# Mavericks Shopping 13th Overall Pick



## kbdullah (Jul 8, 2010)

http://espn.go.com/dallas/nba/story/_/id/9301063/2013-nba-draft-dallas-mavericks-mulling-dwight-howard-sweepstakes-sources-say



> The Dallas Mavericks, with their first lottery draft pick in a dozen years firmly in hand, have their eyes on a bigger prize.
> 
> Multiple sources have told ESPN.com's Chad Ford the Mavs are likely to shop the pick in hopes of creating the cap space necessary to make a run at Dwight Howard in free agency.
> 
> ...


What'd be great is if Dallas could package the lotto pick, with say, Marion's expiring to a team w/ cap, then Dallas would have space for a max deal and another role player.


----------



## Knick Killer (Jul 16, 2006)

You'd be lucky to get a bag of Doritos for that pick in this years draft. 


Sent from Verticalsports.com Free App


----------



## kbdullah (Jul 8, 2010)

Eh, just because the draft isn't top heavy doesn't mean there isn't depth to it. They only want to move it to create cap, but it'd be good if they could also shed Marion's last year instead of waiting until next year.


----------



## Bogg (May 4, 2009)

Well, that's how they're hoping to create cap space, by using the 13th as a sweetener to get someone to take Marions' not totally awful expiring contract. Cleveland is going to have cap space, a hole at small forward, and will be looking for someone who can help immediately for a playoff push next year. Wouldn't be surprised to see something like Marion and the 13th to the Cavs for some low second round pick (do they still have any of Miami's?)


----------



## kbdullah (Jul 8, 2010)

Knicks, Thunder, Cavaliers Interested in Mavericks 13th Pick



> The Dallas Mavericks have aggressively shopped the 13th overall pick in order to clear cap room this offseason.
> 
> The New York Knicks, Oklahoma City Thunder and Cleveland Cavaliers have reportedly shown interest in acquiring the pick.
> 
> ...


http://basketball.realgm.com/wiretap/228237/Knicks-Thunder-Cavaliers-Interested-In-Acquiring-Mavs-Pick


----------



## kbdullah (Jul 8, 2010)

I'm trying to figure out whether I'd rather have more cap this year or a 2014 1st selection next year.
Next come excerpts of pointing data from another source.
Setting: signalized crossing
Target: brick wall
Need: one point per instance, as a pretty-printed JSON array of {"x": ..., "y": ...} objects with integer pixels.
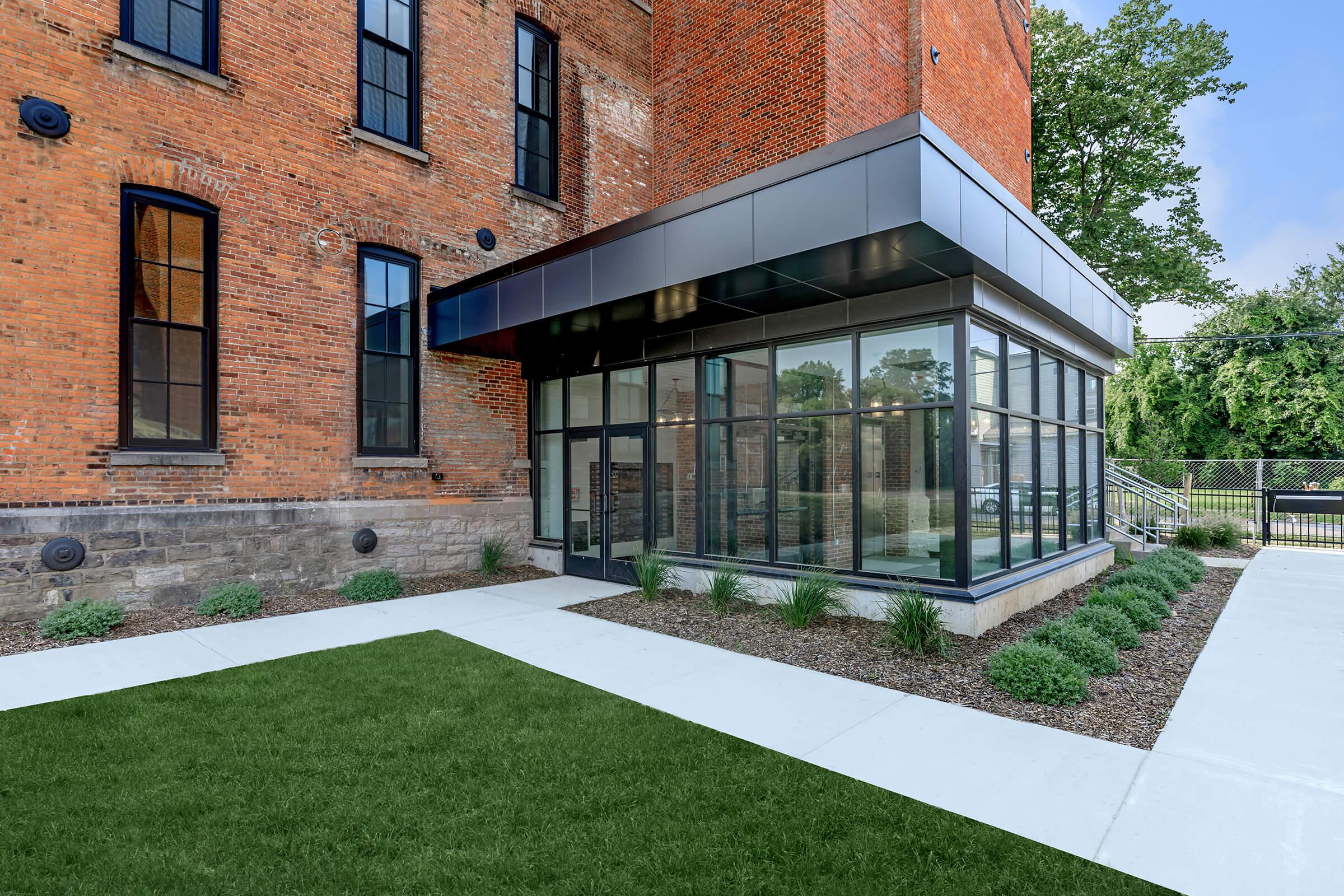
[{"x": 274, "y": 153}]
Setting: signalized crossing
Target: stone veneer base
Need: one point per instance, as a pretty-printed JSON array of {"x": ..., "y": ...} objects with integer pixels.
[{"x": 166, "y": 555}]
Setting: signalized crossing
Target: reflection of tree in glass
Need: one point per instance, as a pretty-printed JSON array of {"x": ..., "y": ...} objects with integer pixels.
[
  {"x": 812, "y": 386},
  {"x": 908, "y": 376}
]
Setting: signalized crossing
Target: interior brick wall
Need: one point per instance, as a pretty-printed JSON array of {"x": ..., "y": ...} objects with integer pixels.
[{"x": 274, "y": 153}]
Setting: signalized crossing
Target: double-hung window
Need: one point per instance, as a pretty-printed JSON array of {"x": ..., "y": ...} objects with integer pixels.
[
  {"x": 389, "y": 352},
  {"x": 186, "y": 30},
  {"x": 169, "y": 268},
  {"x": 389, "y": 69},
  {"x": 535, "y": 137}
]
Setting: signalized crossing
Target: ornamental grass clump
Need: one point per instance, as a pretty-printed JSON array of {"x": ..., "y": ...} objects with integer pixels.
[
  {"x": 729, "y": 587},
  {"x": 1109, "y": 624},
  {"x": 655, "y": 573},
  {"x": 234, "y": 601},
  {"x": 913, "y": 621},
  {"x": 1139, "y": 612},
  {"x": 812, "y": 594},
  {"x": 1144, "y": 577},
  {"x": 81, "y": 620},
  {"x": 1039, "y": 673},
  {"x": 373, "y": 585},
  {"x": 494, "y": 553},
  {"x": 1079, "y": 642}
]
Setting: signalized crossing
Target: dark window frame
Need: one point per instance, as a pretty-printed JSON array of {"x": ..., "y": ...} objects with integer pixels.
[
  {"x": 539, "y": 32},
  {"x": 384, "y": 253},
  {"x": 209, "y": 36},
  {"x": 413, "y": 76},
  {"x": 209, "y": 315}
]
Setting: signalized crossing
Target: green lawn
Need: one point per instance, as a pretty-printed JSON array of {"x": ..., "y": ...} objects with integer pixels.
[{"x": 427, "y": 765}]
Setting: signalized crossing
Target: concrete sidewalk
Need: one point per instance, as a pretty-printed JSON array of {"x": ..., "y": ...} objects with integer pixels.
[{"x": 1215, "y": 809}]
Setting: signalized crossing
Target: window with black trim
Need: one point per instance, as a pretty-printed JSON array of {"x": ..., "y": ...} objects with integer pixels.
[
  {"x": 389, "y": 69},
  {"x": 535, "y": 137},
  {"x": 389, "y": 381},
  {"x": 186, "y": 30},
  {"x": 169, "y": 269}
]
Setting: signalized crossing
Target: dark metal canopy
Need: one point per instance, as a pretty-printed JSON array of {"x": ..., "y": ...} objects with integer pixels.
[{"x": 894, "y": 207}]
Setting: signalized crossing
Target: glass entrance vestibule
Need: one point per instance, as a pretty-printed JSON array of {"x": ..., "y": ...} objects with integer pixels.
[{"x": 941, "y": 449}]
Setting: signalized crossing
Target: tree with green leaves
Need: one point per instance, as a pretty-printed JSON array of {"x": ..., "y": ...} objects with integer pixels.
[
  {"x": 1107, "y": 144},
  {"x": 1281, "y": 398}
]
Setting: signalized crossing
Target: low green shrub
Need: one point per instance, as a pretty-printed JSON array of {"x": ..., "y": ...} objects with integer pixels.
[
  {"x": 81, "y": 620},
  {"x": 729, "y": 586},
  {"x": 1146, "y": 577},
  {"x": 812, "y": 594},
  {"x": 494, "y": 554},
  {"x": 1139, "y": 610},
  {"x": 1080, "y": 644},
  {"x": 1108, "y": 622},
  {"x": 373, "y": 585},
  {"x": 1194, "y": 536},
  {"x": 913, "y": 621},
  {"x": 236, "y": 601},
  {"x": 1038, "y": 672},
  {"x": 655, "y": 574}
]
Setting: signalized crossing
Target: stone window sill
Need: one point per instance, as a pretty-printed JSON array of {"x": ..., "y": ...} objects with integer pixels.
[
  {"x": 536, "y": 198},
  {"x": 166, "y": 459},
  {"x": 380, "y": 140},
  {"x": 391, "y": 463},
  {"x": 169, "y": 63}
]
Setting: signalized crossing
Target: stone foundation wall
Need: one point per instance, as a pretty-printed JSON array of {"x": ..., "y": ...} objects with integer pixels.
[{"x": 172, "y": 555}]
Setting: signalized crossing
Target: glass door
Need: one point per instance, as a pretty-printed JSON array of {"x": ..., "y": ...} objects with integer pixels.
[
  {"x": 626, "y": 510},
  {"x": 584, "y": 544}
]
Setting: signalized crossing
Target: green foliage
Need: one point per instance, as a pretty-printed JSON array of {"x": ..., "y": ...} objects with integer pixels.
[
  {"x": 1146, "y": 577},
  {"x": 729, "y": 586},
  {"x": 81, "y": 620},
  {"x": 494, "y": 553},
  {"x": 373, "y": 585},
  {"x": 1038, "y": 672},
  {"x": 236, "y": 601},
  {"x": 1082, "y": 645},
  {"x": 1107, "y": 143},
  {"x": 1194, "y": 536},
  {"x": 655, "y": 574},
  {"x": 814, "y": 593},
  {"x": 1139, "y": 610},
  {"x": 913, "y": 621},
  {"x": 1109, "y": 624}
]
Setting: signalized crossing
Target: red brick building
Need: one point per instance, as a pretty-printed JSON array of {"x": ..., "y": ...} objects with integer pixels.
[{"x": 218, "y": 277}]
I'm leaning towards having additional cap, that way Mavericks could get a role player like Iguodala or Ellis with Marion's money and still have cap for a max level deal. I really think the Mavericks are going to have to make a move to prove they'll be good before convincing Paul or Dwight to jump ship.


----------



## R-Star (Jun 13, 2002)

Didn't Marion come out last year and say he'd outright refuse to report to a non playoff contending team if traded?


----------



## kbdullah (Jul 8, 2010)

Yep. Probably only matters in Cleveland's case. I'd have to believe that Knicks and Thunder would only offer a 2014 pick if they are interested, as they don't have cap to swallow Marion. I suppose if Cleveland just wants the pick, they could trade for Marion and the pick, and then just negotiate a buy out w/ Marion.


----------



## 29380 (Feb 23, 2009)

kbdullah said:


> Yep. Probably only matters in Cleveland's case. I'd have to believe that Knicks and Thunder would only offer a 2014 pick if they are interested, as they don't have cap to swallow Marion. I suppose if Cleveland just wants the pick, they could trade for Marion and the pick, and then just negotiate a buy out w/ Marion.
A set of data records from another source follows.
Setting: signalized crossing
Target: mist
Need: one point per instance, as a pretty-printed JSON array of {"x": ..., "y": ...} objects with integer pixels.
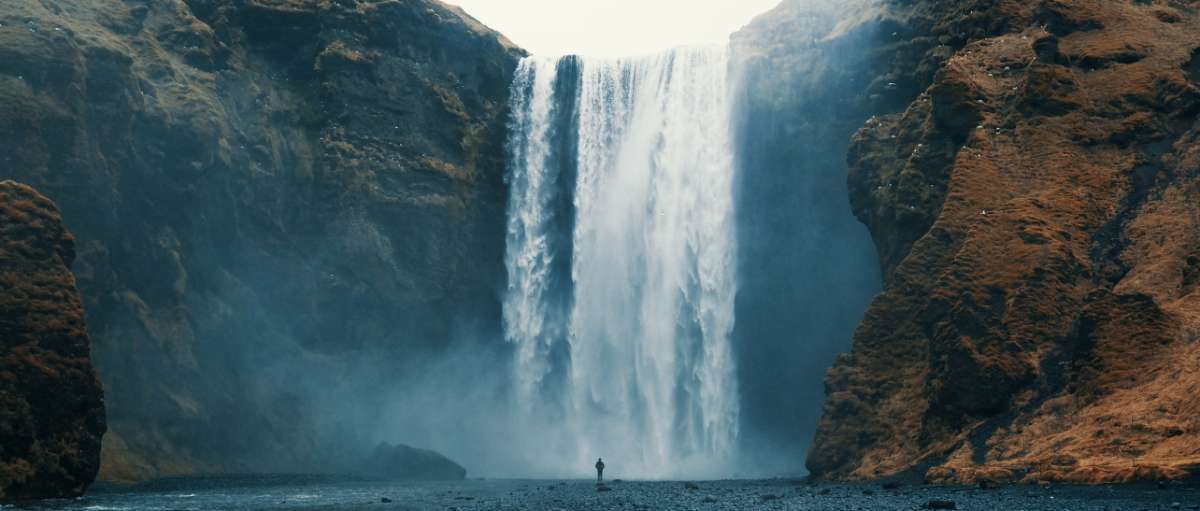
[{"x": 691, "y": 270}]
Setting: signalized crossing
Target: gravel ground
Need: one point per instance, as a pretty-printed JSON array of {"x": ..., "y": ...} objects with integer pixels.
[{"x": 317, "y": 493}]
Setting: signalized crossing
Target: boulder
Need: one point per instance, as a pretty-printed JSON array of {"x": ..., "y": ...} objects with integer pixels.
[
  {"x": 405, "y": 463},
  {"x": 52, "y": 407}
]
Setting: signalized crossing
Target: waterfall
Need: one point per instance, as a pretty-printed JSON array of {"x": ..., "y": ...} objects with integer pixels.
[{"x": 621, "y": 259}]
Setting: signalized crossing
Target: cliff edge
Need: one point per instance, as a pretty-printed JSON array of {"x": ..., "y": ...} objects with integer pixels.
[
  {"x": 1036, "y": 215},
  {"x": 52, "y": 409},
  {"x": 279, "y": 203}
]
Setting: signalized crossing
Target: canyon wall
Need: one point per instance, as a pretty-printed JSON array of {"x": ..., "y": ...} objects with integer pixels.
[
  {"x": 52, "y": 410},
  {"x": 277, "y": 204},
  {"x": 1035, "y": 210}
]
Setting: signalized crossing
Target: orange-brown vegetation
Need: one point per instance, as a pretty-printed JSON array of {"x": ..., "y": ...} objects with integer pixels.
[
  {"x": 52, "y": 412},
  {"x": 1037, "y": 212}
]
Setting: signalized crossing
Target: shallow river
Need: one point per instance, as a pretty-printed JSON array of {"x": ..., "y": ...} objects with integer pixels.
[{"x": 331, "y": 493}]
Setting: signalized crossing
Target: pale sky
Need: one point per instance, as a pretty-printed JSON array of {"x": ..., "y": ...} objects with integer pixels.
[{"x": 613, "y": 28}]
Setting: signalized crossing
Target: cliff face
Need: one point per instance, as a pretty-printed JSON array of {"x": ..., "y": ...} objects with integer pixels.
[
  {"x": 808, "y": 266},
  {"x": 267, "y": 193},
  {"x": 52, "y": 410},
  {"x": 1036, "y": 215}
]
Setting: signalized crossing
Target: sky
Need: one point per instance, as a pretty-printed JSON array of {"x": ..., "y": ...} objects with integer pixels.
[{"x": 613, "y": 28}]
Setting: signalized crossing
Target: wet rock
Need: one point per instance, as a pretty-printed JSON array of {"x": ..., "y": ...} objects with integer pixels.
[
  {"x": 244, "y": 178},
  {"x": 1025, "y": 312},
  {"x": 403, "y": 463},
  {"x": 52, "y": 408}
]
Knicks do not have their 2014 can not imagine they are offering anything more than #24 & cash.


----------



## kbdullah (Jul 8, 2010)

Mavericks only interested in cap space, Cuban isn't pressed for cash. Maybe the Knicks have a trade exception or something that Dallas would be interested in, if the Knicks want Marion as a Melo backup.


----------



## R-Star (Jun 13, 2002)

Pretty sure Marion could even have time at the PF on the Knicks, or he could play SF when Melo's at the 4 as well.


----------



## 29380 (Feb 23, 2009)

kbdullah said:


> Maybe the Knicks have a trade exception


They do not, the only assets that they have and will probably make available are #24, 2016 1st(Denver has the right to swap), and cash.


----------



## R-Star (Jun 13, 2002)

Ender said:


> They do not, the only assets that they have and will probably make available are #24, 2016 1st(Denver has the right to swap), and cash.


You'd have to figure its the 2016 first the Mavs would be after.


----------



## 29380 (Feb 23, 2009)

R-Star said:


> You'd have to figure its the 2016 first the Mavs would be after.


I doubt the Mavs have any interest in dealing with the Knicks since they can not eat a contract.


----------